A ação foi criticada por clientes, que questionaram o motivo da marca ter utilizado um manequim daquela cor, já que a ação dava a entender que o boneco iria arrombar a loja.
Após manifestações negativas, a loja retirou o manequim na terça-feira 15 e informou que informou que o boneco fazia parte da vitrine chamada de “Loucuras pela Reserva” e que “não teve como objetivo ofender qualquer pessoa ou disseminar ideias racistas e sim divulgar a liquidação da marca”. O boneco, antes na parte de dentro da loja, estava exposto desde o dia 25 de janeiro.
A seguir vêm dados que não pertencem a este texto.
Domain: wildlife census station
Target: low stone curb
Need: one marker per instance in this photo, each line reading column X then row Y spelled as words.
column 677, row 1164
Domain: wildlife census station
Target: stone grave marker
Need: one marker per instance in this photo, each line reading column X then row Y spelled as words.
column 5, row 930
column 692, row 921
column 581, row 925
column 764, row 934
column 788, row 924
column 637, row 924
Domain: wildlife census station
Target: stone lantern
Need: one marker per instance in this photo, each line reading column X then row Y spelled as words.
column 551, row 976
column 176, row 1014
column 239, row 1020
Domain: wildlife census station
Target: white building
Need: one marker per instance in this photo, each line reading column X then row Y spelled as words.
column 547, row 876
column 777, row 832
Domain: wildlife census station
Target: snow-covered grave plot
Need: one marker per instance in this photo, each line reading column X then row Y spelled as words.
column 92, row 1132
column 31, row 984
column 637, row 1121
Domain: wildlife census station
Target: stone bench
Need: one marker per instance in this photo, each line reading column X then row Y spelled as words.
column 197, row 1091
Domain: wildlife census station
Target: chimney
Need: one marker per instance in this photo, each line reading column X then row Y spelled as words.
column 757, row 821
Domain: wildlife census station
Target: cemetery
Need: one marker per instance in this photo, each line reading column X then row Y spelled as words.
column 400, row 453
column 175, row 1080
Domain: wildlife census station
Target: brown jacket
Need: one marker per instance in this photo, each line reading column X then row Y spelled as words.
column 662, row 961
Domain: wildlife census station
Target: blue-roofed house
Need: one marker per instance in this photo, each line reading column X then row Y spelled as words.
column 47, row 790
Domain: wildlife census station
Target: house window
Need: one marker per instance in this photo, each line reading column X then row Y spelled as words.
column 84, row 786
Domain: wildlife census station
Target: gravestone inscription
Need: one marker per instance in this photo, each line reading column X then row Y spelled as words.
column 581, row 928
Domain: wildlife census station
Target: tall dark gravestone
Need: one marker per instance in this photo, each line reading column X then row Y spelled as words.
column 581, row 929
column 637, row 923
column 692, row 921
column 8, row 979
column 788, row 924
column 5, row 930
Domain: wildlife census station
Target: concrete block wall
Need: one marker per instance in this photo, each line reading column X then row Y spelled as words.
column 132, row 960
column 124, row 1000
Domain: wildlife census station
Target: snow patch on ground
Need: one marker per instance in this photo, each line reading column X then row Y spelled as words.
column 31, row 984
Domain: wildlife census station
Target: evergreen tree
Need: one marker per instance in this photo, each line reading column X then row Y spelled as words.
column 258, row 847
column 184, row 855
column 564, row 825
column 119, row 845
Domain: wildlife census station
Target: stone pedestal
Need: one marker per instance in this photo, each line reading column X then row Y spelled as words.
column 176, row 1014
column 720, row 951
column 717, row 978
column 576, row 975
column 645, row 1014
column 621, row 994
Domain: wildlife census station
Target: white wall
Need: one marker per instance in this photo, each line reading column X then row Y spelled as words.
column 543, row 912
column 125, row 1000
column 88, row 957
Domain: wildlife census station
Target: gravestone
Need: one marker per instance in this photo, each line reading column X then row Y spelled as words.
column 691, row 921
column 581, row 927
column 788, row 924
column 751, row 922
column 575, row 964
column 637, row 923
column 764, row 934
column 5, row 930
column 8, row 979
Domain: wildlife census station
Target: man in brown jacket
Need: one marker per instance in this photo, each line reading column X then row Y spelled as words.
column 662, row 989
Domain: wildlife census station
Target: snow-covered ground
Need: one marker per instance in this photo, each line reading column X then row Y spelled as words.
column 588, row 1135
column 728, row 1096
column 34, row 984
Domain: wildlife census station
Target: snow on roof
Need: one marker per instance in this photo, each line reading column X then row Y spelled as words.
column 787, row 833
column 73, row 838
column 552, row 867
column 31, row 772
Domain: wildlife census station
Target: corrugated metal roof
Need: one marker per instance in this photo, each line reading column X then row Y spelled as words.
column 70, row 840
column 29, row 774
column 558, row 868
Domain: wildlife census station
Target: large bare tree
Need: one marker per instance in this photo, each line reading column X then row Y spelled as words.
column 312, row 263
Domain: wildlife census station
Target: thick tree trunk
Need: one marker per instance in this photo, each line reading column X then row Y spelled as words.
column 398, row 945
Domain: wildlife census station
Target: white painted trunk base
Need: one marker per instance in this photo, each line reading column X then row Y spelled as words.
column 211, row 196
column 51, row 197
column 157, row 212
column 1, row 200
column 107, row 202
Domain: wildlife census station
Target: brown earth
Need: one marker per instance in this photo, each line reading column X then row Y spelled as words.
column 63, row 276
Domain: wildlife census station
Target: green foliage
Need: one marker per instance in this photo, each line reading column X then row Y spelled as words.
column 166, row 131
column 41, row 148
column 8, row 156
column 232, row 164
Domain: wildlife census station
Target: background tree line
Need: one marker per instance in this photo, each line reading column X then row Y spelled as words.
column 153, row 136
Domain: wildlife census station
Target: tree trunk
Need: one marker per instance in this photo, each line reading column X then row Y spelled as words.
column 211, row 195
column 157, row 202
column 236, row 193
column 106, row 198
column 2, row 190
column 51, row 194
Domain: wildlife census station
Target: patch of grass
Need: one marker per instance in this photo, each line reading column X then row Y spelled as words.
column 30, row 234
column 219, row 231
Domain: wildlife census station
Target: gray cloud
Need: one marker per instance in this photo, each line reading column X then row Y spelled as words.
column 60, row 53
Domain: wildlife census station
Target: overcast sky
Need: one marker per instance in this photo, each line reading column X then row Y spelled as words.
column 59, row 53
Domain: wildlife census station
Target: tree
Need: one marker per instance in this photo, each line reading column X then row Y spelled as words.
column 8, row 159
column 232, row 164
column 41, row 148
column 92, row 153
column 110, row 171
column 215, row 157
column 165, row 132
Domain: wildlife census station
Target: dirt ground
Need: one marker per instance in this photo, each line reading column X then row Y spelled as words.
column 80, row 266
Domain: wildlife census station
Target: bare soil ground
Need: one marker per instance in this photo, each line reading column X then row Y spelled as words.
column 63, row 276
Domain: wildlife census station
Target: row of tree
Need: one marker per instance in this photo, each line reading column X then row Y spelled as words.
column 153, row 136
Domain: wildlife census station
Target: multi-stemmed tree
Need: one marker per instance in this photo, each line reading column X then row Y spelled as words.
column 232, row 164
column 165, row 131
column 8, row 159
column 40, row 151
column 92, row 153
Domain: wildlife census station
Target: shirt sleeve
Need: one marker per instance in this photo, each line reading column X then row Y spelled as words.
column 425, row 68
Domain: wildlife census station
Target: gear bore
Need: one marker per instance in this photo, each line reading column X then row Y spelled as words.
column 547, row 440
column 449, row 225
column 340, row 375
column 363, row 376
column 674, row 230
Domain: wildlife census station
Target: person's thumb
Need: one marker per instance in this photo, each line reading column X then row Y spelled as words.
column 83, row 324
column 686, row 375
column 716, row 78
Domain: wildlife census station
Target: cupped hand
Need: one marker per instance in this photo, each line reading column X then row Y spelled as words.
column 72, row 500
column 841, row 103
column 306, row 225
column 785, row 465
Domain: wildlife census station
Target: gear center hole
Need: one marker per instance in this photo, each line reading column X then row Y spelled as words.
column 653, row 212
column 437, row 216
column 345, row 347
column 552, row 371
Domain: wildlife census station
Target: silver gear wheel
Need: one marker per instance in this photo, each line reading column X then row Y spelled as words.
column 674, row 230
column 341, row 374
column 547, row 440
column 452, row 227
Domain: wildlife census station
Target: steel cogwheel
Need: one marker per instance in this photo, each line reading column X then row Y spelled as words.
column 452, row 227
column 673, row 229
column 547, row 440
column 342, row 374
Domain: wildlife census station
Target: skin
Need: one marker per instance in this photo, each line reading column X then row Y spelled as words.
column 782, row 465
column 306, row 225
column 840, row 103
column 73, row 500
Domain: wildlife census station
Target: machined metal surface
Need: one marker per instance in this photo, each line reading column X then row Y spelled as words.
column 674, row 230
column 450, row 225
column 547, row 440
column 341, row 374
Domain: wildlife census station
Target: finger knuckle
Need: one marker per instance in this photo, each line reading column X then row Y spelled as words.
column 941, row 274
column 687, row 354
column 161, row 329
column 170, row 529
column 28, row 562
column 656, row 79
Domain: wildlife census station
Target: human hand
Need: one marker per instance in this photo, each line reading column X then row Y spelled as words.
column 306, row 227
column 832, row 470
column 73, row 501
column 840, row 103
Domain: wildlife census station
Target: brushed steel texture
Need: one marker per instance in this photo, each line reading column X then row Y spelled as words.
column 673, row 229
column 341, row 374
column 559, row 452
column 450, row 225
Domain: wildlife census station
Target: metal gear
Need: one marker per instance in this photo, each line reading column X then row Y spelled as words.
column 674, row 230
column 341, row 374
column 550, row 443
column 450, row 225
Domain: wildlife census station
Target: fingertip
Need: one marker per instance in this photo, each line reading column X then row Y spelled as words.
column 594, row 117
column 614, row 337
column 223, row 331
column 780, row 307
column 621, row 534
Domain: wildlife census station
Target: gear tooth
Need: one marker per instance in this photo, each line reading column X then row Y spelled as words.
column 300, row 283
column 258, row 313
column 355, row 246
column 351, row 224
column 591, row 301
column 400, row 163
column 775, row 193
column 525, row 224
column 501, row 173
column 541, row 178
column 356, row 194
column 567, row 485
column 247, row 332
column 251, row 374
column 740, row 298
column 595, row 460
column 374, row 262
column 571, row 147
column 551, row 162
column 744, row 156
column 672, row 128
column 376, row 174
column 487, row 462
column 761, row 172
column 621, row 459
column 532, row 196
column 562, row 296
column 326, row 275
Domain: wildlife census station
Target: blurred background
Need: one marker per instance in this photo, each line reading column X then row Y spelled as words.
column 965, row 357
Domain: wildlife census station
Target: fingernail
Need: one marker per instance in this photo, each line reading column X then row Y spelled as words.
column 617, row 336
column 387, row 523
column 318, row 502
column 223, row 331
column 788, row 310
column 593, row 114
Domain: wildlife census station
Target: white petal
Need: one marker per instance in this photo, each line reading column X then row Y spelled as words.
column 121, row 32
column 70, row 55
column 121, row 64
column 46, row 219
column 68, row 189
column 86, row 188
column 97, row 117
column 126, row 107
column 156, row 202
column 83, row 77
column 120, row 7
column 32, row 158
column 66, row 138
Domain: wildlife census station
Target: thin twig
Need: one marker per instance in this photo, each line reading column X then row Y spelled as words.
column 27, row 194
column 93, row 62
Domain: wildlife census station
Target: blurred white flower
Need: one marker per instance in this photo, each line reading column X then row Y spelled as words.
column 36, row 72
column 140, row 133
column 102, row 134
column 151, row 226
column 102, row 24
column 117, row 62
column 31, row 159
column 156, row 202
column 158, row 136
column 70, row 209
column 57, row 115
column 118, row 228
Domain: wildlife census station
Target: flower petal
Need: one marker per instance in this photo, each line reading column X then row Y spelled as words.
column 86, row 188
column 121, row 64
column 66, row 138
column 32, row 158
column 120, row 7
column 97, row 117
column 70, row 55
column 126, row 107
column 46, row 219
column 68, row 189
Em 2016, uma outra loja da marca, localizada no Shopping Rio Sul, no bairro de Botafogo, no Rio, também foi acusada de praticar racismo ao colocar manequins de cor preta pendurados no teto, de cabeça para baixo, em suas vitrines. À época, a loja argumentou que em épocas de liquidação, era comum que eles colocassem tudo da loja, incluindo manequins, peças e letreiros, de ponta a cabeça. A marca também afirmou que os bonecos da cor preta eram padrão de todas as filiais, há mais de 9 anos, e não havia qualquer intenção ou traço de racismo na estratégia de marketing.